Normally I have time to fully evaluate and make my decision, and then move on without regret - even if my decision doesn't work out as I had hoped. One decision resulted in a second surgery, which mortified my doctor (his first ever failure). But that second surgery was still less risky than the approach recommended by the initial doctor (which carried with it a risk of permanent respiratory impairment).

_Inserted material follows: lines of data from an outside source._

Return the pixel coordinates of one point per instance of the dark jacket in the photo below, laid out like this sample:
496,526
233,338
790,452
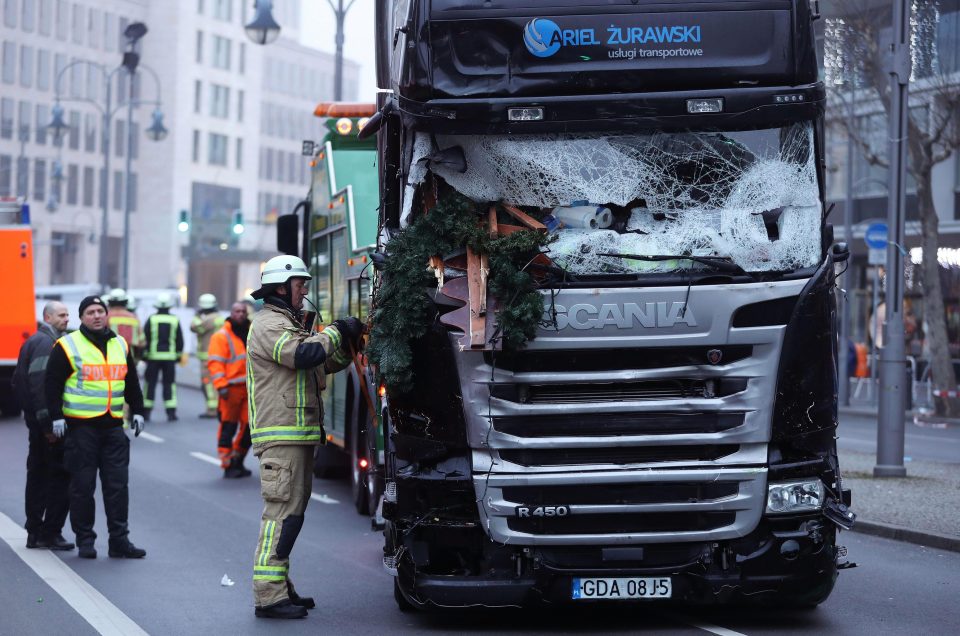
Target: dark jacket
59,370
29,376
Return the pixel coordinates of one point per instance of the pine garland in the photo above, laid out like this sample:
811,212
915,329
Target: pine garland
403,308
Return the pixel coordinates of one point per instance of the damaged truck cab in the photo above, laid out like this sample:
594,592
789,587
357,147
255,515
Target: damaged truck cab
667,428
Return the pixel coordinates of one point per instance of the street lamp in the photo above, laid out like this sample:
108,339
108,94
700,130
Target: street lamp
131,58
263,29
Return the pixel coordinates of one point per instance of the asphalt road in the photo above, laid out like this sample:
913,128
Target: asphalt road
859,433
196,527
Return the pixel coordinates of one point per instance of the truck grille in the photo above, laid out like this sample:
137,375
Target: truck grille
615,455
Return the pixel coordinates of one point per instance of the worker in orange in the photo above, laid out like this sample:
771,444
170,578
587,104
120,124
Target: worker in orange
124,322
227,363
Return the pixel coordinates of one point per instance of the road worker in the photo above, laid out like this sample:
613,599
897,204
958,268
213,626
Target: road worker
164,340
227,364
90,375
124,322
204,324
286,371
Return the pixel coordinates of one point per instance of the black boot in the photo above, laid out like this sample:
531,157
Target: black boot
283,609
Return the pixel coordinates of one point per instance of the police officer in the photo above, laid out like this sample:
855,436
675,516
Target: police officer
164,347
90,374
286,371
205,324
46,498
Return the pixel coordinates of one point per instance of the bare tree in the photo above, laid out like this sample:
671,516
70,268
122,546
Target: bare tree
856,60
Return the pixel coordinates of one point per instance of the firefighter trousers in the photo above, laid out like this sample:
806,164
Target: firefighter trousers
152,375
286,481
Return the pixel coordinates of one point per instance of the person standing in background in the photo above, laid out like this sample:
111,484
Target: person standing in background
47,497
205,324
164,340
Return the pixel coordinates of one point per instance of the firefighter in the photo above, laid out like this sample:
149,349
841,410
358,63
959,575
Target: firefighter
286,371
164,340
204,324
124,322
227,364
90,375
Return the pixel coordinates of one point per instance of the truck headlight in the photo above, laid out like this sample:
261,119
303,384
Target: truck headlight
794,496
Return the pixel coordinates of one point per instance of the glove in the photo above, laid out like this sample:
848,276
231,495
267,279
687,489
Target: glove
351,329
137,425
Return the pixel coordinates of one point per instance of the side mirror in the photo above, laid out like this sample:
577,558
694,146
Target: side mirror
840,252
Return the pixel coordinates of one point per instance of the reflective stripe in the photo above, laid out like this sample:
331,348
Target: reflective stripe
278,347
285,433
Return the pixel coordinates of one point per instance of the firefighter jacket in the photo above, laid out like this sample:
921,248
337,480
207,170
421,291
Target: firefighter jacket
227,360
205,324
284,400
164,337
125,323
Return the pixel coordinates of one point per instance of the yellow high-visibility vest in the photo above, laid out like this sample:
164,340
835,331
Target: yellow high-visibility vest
97,383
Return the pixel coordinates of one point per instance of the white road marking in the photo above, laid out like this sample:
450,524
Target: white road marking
206,458
90,604
150,437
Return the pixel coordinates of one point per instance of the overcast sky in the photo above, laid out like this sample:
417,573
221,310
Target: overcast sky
318,30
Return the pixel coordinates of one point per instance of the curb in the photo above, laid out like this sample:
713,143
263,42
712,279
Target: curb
907,535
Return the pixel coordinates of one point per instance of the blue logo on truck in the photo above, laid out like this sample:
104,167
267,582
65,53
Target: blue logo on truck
542,37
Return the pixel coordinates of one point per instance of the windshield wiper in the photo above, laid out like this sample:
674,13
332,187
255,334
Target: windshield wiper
718,263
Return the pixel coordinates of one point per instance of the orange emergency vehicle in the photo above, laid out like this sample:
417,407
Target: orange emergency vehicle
17,320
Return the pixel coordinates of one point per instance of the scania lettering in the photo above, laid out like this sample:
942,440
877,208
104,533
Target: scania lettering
665,428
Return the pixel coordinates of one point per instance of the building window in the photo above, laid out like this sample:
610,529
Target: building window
220,101
73,183
76,23
73,140
43,69
88,186
221,52
43,118
117,190
29,15
39,180
26,66
9,62
222,10
217,151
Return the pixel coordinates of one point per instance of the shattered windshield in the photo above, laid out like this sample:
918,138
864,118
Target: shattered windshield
747,196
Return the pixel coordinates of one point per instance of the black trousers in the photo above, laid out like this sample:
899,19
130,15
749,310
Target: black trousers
91,450
169,369
47,497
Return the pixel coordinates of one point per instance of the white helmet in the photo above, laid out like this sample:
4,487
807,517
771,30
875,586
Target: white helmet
280,269
164,301
207,301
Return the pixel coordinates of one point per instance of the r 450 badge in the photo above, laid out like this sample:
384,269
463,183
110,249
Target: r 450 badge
542,511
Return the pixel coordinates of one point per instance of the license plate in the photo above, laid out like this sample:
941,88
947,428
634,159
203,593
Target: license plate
622,588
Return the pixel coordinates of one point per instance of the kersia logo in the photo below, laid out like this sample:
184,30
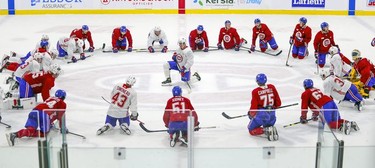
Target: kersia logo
199,2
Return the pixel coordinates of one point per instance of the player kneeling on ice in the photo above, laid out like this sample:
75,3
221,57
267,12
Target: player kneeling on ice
157,35
265,99
119,37
322,104
175,116
341,90
67,47
42,116
123,99
183,60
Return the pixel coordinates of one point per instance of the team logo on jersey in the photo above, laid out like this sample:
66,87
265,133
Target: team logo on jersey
326,42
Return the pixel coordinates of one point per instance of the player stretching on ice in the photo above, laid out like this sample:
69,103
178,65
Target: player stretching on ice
300,39
123,99
265,99
42,117
265,36
157,35
183,60
318,102
175,116
198,39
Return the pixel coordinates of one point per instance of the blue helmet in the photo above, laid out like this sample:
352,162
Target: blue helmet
122,29
177,91
303,20
43,43
261,79
60,94
257,20
200,28
323,25
308,83
85,27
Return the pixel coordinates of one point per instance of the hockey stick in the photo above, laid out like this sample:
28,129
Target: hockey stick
289,125
165,130
110,103
233,117
7,125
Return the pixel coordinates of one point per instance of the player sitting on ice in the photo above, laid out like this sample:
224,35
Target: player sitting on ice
341,90
157,35
123,99
229,36
83,34
322,42
120,36
265,36
265,99
322,104
42,117
300,39
183,60
198,39
67,47
176,114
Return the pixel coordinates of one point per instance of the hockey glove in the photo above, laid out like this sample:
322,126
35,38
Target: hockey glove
115,50
237,48
165,49
220,47
134,116
151,50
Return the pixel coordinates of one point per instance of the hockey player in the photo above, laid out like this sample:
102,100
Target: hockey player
40,119
183,60
265,99
265,36
230,37
341,90
318,102
175,116
365,69
157,35
40,82
83,34
322,42
123,99
300,39
67,47
198,39
120,36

But when I was diagnosed with breast cancer, it was at the worst time of year to allow time to make a decision (end of school year/start of bar study). In addition, that spring my brother was actively dying of colon cancer (in prison, in another state). He died the day after a pre-mastectomy biopsy of a spot missed by the first team on the MRI, so I wasn't even able to travel for a final visit with him. Which brings me to needing to fire the first medical team (both incompetence and arrogance) - so I had to start over with a new team. As a result, my window for making a decision about radiation ended up not being large enough for me to evaluate risks v. benefits.
So I agreed to radiation. In hindsight, I would have refused it. Radiation-induced angiosarcoma is an uncommon but very deadly long-term complication of radiation, and I collect uncommon and rare conditions. I am more confident in my ability detect a local recurrence of a very slow growing cancer than I am in my confidence to identify a new, aggressive, hard to detect, radiation-induced angiosarcoma.